Timeshares are an interesting area of law. An attorney would need to review the paperwork to see if it can be voided. Another possibility is to do a deed-in-lieu with the timeshare essentially giving it back in exchange for a waiver of the deficiency or being released from what is owed. There is no attorney in the area that I know of that does timeshare foreclosures as a major part of their practice but they do come up from time to time in most practices handling foreclosures.
a consumer protection and/or real estate attorney is what you need.

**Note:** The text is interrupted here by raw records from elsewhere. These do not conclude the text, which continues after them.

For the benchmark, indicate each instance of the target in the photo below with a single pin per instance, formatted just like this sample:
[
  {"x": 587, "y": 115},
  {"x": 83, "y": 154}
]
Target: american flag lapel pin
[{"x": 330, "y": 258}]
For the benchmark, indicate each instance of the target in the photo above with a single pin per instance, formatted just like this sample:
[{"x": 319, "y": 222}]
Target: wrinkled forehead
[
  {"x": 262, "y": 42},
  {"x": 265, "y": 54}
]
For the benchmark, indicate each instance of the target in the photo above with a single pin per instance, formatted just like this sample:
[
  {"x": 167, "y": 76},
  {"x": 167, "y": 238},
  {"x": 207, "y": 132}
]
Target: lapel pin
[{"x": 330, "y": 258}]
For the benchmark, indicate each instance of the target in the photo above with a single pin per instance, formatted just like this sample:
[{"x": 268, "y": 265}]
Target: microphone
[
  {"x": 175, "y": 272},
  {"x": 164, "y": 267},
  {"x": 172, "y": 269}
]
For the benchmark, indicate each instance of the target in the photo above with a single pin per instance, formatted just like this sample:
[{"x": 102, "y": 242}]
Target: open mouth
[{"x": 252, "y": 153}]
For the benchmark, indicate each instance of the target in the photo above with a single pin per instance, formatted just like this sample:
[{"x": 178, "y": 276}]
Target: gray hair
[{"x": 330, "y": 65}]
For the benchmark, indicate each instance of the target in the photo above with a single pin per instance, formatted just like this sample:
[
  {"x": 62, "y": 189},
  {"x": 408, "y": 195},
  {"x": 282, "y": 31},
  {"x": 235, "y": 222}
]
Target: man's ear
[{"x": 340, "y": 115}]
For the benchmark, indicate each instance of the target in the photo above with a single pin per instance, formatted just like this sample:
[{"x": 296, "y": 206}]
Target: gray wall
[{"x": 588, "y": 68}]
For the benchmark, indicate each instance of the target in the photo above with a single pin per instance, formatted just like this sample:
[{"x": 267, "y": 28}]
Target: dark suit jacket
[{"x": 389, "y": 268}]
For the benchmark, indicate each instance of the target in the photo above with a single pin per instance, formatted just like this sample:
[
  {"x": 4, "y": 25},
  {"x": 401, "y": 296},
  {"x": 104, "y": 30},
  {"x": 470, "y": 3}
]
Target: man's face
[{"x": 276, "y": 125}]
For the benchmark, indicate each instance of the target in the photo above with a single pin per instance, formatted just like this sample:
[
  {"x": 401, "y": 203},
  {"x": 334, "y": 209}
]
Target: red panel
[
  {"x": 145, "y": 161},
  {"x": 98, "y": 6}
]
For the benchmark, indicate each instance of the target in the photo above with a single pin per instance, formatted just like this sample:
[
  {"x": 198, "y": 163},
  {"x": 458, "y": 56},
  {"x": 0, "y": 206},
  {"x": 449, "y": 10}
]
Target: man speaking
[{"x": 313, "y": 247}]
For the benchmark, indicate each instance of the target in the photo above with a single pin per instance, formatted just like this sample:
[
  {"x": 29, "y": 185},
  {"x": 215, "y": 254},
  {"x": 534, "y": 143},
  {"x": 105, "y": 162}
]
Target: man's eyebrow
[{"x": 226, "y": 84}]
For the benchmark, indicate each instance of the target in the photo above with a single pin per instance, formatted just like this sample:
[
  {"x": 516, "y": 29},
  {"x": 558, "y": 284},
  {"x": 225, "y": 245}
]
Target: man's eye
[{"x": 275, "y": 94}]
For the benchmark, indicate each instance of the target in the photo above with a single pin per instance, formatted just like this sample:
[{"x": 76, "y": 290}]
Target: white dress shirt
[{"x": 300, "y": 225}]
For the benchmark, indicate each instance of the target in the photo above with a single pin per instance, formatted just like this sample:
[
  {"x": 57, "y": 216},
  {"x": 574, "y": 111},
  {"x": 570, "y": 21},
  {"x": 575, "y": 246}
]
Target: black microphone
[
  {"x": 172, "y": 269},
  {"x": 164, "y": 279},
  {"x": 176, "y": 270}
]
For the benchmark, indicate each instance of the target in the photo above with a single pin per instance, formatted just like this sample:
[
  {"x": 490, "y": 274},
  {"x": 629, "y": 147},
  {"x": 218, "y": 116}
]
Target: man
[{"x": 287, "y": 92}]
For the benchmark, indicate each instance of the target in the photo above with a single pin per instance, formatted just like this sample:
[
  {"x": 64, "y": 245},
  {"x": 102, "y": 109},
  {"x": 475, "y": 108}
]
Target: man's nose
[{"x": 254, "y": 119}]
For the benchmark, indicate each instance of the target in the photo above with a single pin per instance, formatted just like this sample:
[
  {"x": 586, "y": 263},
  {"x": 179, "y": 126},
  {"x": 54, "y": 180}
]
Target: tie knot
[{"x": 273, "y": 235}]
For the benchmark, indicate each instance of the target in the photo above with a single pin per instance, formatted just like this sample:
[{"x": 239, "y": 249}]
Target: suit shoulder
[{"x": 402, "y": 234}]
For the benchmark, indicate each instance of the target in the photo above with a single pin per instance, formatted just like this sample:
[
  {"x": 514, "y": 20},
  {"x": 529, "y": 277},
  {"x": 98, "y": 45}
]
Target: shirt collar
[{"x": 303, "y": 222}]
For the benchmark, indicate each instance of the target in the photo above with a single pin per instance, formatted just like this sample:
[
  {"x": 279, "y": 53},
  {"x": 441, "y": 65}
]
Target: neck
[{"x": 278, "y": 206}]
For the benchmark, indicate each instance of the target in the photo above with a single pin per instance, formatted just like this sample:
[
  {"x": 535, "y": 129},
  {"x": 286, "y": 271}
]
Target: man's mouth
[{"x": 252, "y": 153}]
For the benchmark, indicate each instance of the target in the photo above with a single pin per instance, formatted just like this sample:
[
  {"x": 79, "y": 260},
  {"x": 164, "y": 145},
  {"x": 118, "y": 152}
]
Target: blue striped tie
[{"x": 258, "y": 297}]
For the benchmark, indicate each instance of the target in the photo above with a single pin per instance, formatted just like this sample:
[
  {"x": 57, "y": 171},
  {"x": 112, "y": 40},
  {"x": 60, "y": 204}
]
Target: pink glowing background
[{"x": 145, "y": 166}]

Florida has some specific laws on timesharing and the specialized advice you need is from one of these groups of people. a foreclosure lawyer could help too but would need to know more facts in order to give you good advice.
Unfortunately the avvo find lawyer feature does not specify lawyers specializing in timeshare matters, although they have to be out there, especially in Orlando. You may want to look for someone specializing in community association law in Orlando through the avvo feature. Some of the laws governing community associations and timeshares are similar. Chances are if you contact a few attorneys practicing in that area of the law, a few of them have some experience with timeshares. It would be nice if your lawyer was also versed in debt collection law as well. Timeshares can have deficiencies (meaning you owe more than the timeshare is worth). Like the other comment said, a deed in lieu with a deficiency waiver may be a good settlement to your case.